Noted that the converse statement normally does not hold. The polar coordinate one limit exists and equals to $L$ for all $\theta$ does not imply the original limit exist. See b. for further discussion.
The Questions
a. Given that $r^2={x^2+y^2}$ and $(x,y)→(0,0)$ iff $r→0$, is it OK to omit the $θ$ in (2)?
By "omit", you might think $\theta$ does not affect the limit. Since nothing further is guaranteed in your statement(e.g. the original limit exists), I'd say No-the second limit might depends on $\theta$.
For instance
$$ f(x,y) = \bar{\text{atan}}(x,y)$$
with
$$ F(r)=1, G(\theta)=\theta$$
Beside that, how will you replace $G(\theta)$ if you omit the $\theta$ generally? You may still find ways to omit $\theta$ with more restrictions(for example, the restriction in b.), but generally it is a No.
b. In case $F(r)→0$ as $r→0$ and $G$ is a bounded function, it does follow that $\lim_{(x,y) \to (0,0)}{f(x,y)=0}$, right?
The answer is Yes.

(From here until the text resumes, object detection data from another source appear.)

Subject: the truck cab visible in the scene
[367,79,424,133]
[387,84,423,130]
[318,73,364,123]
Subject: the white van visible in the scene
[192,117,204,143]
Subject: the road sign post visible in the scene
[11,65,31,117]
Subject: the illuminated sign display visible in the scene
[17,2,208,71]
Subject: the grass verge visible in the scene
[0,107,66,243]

Here's a proof.
We know that since $G$ is bounded, we may let $G(\theta) < M$, and $F(r) \to 0$ as $r \to 0$. Then given $\epsilon$ there exists $\delta$ such that for all $r<\delta$ and $\theta$
$$ |F(r)G(\theta)| < M|F(r)| < \epsilon \;$$
Noted that $\delta$ is only revelant to $\epsilon$, and is irrevelant to $\theta$.
Now for $(x,y)$, we may write $\lim\limits_{(x,y) \to (0,0)}{f(x,y)}$
$$=\lim_{(x,y) \to (0,0)}{F(\sqrt{x^2+y^2})G(\bar{\text{atan}}(x,y))}$$
Let $r=\sqrt{x^2+y^2}$ and take $\delta$ in the above statement. Then for all $|(x,y)|<\delta \to r<\delta$
$$|F(\sqrt{x^2+y^2})G(\bar{\text{atan}}(x,y))|<\epsilon$$
The choice of $\delta$ does not rely $\theta$, which, is $\bar{\text{atan}}(x,y)$ in this case. And hence proved.
Note
Noted that even if this statement is correct, you should still carefully use polar coordinate to prove an existence of multi-variable limits. Here is an example of mis-using polar coordinates to examine the limit. Similar proof for that example does not work because $\delta$ is revelant to $\theta$, unlike question b. Which cause there does not exist a common $\delta$ for different angle. That is why $G(\theta)$ being bounded is neccessary here.
tl;dr
Without further restrictions, you should not omit $\theta$ in the second limit. The hypo in b. does imply the original limit exist, but carefully use this theorem- especially be sure that $G(\theta)$ is bounded.